C’est à la juridiction administrative qu’il appartient de connaître des litiges intéressant l’application, par l’administration, de la loi du 17 juillet 1978 (TC, 2 juillet 1984, Vinçot et Leborgne c/ Caisse MSA du Finistère), ainsi que de tous les régimes particuliers d’accès aux documents administratifs.

Ces litiges doivent être portés en premier ressort devant le tribunal administratif dans le ressort duquel a son siège l’autorité qui a pris la décision de refus.
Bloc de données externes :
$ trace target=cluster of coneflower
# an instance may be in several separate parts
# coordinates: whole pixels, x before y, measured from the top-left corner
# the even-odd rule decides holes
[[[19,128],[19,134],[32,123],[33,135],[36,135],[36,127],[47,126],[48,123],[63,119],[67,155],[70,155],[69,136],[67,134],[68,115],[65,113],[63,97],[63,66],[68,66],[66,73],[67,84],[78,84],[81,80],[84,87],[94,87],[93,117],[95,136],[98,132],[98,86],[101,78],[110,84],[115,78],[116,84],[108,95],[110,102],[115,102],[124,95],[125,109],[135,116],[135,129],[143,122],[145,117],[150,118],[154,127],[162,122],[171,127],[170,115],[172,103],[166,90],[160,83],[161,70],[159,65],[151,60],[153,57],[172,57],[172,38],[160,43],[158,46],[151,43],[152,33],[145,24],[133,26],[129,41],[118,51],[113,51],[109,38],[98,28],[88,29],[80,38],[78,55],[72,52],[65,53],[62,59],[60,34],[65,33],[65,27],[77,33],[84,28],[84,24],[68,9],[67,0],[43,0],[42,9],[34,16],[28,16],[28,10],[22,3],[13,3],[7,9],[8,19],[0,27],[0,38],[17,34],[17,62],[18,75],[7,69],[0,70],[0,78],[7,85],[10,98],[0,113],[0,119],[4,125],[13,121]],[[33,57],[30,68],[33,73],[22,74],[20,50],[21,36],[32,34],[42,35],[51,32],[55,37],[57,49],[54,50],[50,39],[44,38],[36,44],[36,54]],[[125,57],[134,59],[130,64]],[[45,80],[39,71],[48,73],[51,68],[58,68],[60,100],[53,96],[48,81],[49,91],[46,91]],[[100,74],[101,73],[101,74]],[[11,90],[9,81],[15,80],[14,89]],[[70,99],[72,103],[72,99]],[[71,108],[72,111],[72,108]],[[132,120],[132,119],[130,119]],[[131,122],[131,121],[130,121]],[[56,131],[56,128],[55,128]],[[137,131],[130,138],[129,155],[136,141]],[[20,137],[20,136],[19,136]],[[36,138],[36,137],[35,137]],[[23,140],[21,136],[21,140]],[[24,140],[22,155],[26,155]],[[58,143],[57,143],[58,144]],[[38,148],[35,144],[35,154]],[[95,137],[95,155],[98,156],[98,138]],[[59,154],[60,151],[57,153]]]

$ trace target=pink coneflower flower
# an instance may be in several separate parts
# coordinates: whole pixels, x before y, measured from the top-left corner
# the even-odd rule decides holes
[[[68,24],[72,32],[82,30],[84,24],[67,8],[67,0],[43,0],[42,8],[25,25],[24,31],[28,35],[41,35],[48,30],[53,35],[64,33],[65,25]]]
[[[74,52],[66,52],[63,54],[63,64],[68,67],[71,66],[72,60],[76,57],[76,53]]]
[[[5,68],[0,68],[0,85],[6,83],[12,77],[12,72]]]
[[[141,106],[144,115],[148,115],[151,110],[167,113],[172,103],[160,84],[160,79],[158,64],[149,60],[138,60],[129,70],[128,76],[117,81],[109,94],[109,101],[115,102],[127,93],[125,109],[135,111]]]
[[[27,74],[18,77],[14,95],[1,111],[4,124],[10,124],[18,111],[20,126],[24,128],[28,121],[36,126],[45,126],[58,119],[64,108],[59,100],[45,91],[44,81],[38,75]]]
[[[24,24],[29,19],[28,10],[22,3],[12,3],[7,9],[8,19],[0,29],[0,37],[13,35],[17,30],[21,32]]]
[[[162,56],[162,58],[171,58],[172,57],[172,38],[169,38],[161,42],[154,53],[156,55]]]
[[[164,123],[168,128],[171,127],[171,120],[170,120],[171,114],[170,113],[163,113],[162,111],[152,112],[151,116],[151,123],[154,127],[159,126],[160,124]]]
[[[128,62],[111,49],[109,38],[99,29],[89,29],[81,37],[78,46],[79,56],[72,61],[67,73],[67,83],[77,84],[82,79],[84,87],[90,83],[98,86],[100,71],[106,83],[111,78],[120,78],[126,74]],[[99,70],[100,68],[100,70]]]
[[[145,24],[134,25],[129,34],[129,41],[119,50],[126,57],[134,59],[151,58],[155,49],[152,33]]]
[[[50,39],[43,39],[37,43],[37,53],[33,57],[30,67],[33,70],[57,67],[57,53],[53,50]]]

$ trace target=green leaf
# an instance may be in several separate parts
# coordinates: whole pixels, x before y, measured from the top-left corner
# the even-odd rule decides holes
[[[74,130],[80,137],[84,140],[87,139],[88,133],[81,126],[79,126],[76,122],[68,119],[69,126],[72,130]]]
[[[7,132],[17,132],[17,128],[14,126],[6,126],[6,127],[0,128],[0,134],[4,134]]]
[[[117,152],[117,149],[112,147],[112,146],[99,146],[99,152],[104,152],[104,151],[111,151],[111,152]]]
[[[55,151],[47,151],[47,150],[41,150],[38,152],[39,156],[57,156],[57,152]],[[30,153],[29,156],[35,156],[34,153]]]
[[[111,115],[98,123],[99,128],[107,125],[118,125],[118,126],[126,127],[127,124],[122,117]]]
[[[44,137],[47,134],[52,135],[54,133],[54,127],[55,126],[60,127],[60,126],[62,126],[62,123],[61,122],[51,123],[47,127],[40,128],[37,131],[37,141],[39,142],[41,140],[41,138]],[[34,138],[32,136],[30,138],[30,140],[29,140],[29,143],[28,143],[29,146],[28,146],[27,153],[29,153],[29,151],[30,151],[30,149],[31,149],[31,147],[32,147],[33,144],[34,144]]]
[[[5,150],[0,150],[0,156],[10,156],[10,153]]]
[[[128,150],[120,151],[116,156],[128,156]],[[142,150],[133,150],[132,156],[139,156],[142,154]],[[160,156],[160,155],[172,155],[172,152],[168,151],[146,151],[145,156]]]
À la différence des jugements en matière d’accès à des archives publiques ou relatifs à des décisions défavorables en matière de réutilisation d’informations publiques, le jugement rendu par le tribunal administratif en matière de communication de documents administratifs ne peut pas faire l’objet d’un recours en appel devant la cour administrative d’appel (3e de l’article R. 222-13 et R. 811-1 du code de la justice administrative). Il ne peut être contesté que devant le Conseil d’État, par la voie du pourvoi en cassation.

La recevabilité des recours : la demande préalable

En principe, le recours devant le juge administratif n’est recevable que si la CADA a été préalablement saisie pour avis. Elle doit l’être dans les deux mois qui suivent la décision de refus explicite ou implicite de l’administration. La décision implicite résulte de l’absence de réponse de cette dernière pendant plus d’un mois. Par dérogation, si la demande d’accès est fondée sur un régime spécial pour lequel la compétence de la commission n’a pas été prévue, le demandeur n’a pas à la saisir : il peut s’adresser directement au juge administratif, dans les conditions de droit commun.

La règle de la demande préalable devant la CADA peut présenter des difficultés d’application, notamment en cas de communication incomplète.

Le recours, présenté devant un tribunal administratif, après un premier avis de la CADA suivi d’une communication de certaines pièces, contre le refus de communication de « pièces manquantes » est, en principe, irrecevable à défaut de nouvelle saisine de la CADA portant sur ces dernières pièces (CE, 20 février 1985, Audebert, n° 551194 ; CE, 6 mai 1985, Pezerat, n° 36620). Toutefois, quand la communication incomplète porte sur des documents précis et déjà identifiés lors de la première saisine de la CADA, une nouvelle saisine de la CADA n’est pas requise (CE, 28 janvier 1998, Commune de Gravelotte c/ Bauchat, n° 144921).

Il est à signaler que le requérant qui demande au juge des référés d’ordonner la communication de documents administratifs en application de l’article L. 521-3 du code de justice administrative n’est pas tenu de saisir au préalable la CADA (CE, 29 avril 2002, Société Baggerbedrijf de Boer, n° 239466).

Les délais

Le demandeur débouté peut attaquer devant le Tribunal administratif la décision de refus dès l’expiration du délai de deux mois à compter du jour où la CADA a enregistré sa demande d’avis, et ce quel que soit le sens de l’avis. Ce point de départ du délai permet d’éviter toute manœuvre dilatoire de la part de l’administration.

Les délais de forclusion contre les décisions explicites de refus de communication ne sont opposables que si l’administration a indiqué les voies et délais de recours dans la notification de ce refus. De même, les délais de forclusion contre les décisions implicites ne sont opposables que si l’administration a indiqué les voies et délais de recours dans un accusé de réception de la demande de communication, sauf lorsque cette demande de communication a été adressée à un établissement public industriel et commercial. Dans ce dernier cas et dans l’hypothèse où l’établissement ne répond pas à la demande de communication, il est loisible, pour se prémunir du risque de forclusion, de saisir le tribunal administratif avant l’expiration d’un délai de 4 mois suivant la saisine pour avis de la CADA (elle-même saisie comme il a été indiqué précédemment dans les 2 mois qui suivent le refus explicite ou implicite de l’autorité administrative auprès de laquelle la demande a été présentée).

En pratique, les forclusions sont assez rares et, le droit d’accès étant permanent, il reste au demandeur qui s’est laissé prendre par le délai de recours contentieux la possibilité de présenter une nouvelle demande à l’administration et de suivre à nouveau la procédure en prenant garde cette fois aux délais.